Aligning to cache line and knowing the cache line size
I am using Linux and 8-core x86 platform. First how do I find the cache line size.
$ getconf LEVEL1_DCACHE_LINESIZE
64
Pass the value as a macro definition to the compiler.
$ gcc -DLEVEL1_DCACHE_LINESIZE=`getconf LEVEL1_DCACHE_LINESIZE` ...
At run-time sysconf(_SC_LEVEL1_DCACHE_LINESIZE)
can be used to get L1 cache size.
To know the sizes, you need to look it up using the documentation for the processor, afaik there is no programatic way to do it. On the plus side however, most cache lines are of a standard size, based on intels standards. On x86 cache lines are 64 bytes, however, to prevent false sharing, you need to follow the guidelines of the processor you are targeting (intel has some special notes on its netburst based processors), generally you need to align to 64 bytes for this (intel states that you should also avoid crossing 16 byte boundries).
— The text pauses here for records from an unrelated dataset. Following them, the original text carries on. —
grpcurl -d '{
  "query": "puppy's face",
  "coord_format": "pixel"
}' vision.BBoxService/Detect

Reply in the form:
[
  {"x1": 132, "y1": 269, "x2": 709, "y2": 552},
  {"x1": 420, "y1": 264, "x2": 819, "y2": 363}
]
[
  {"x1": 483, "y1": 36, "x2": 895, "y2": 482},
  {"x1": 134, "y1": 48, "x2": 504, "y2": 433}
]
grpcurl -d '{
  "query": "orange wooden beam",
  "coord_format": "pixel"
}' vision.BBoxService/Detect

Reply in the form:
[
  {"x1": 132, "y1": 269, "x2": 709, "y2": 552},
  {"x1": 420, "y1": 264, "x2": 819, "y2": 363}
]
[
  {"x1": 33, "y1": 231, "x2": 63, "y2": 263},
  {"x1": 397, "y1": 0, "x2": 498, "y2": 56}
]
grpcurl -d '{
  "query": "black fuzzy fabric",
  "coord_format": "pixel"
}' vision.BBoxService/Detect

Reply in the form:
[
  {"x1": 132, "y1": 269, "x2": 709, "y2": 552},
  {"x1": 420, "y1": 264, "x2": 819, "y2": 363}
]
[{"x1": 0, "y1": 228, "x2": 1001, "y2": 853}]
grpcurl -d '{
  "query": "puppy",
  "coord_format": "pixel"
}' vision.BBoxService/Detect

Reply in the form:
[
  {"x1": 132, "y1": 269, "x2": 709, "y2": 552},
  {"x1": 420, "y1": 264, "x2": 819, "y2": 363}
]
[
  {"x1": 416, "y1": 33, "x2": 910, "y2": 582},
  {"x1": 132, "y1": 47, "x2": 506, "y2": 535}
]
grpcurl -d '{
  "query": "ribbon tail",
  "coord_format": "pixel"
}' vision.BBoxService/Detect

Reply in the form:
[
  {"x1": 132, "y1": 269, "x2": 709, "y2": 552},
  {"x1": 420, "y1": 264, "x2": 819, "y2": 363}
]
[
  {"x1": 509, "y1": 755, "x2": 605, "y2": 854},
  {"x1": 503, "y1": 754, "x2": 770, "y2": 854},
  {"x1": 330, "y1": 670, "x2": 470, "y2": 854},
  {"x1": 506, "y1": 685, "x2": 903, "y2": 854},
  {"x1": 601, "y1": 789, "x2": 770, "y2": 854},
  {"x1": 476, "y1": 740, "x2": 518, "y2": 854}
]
To do this in C or C++ requires that you use the standard aligned_alloc
function or one of the compiler specific specifiers such as __attribute__((align(64)))
or __declspec(align(64))
. To pad between members in a struct to split them onto different cache lines, you need on insert a member big enough to align it to the next 64 byte boundery
Another simple way is to just cat the /proc/cpuinfo:
grep cache_alignment /proc/cpuinfo
There's no completely portable way to get the cacheline size. But if you're on x86/64, you can call the cpuid
instruction to get everything you need to know about the cache - including size, cacheline size, how many levels, etc...
http://softpixel.com/~cwright/programming/simd/cpuid.php
(scroll down a little bit, the page is about SIMD, but it has a section getting the cacheline.)
As for aligning your data structures, there's also no completely portable way to do it. GCC and VS10 have different ways to specify alignment of a struct. One way to "hack" it is to pad your struct with unused variables until it matches the alignment you want.
To align your mallocs(), all the mainstream compilers also have aligned malloc functions for that purpose.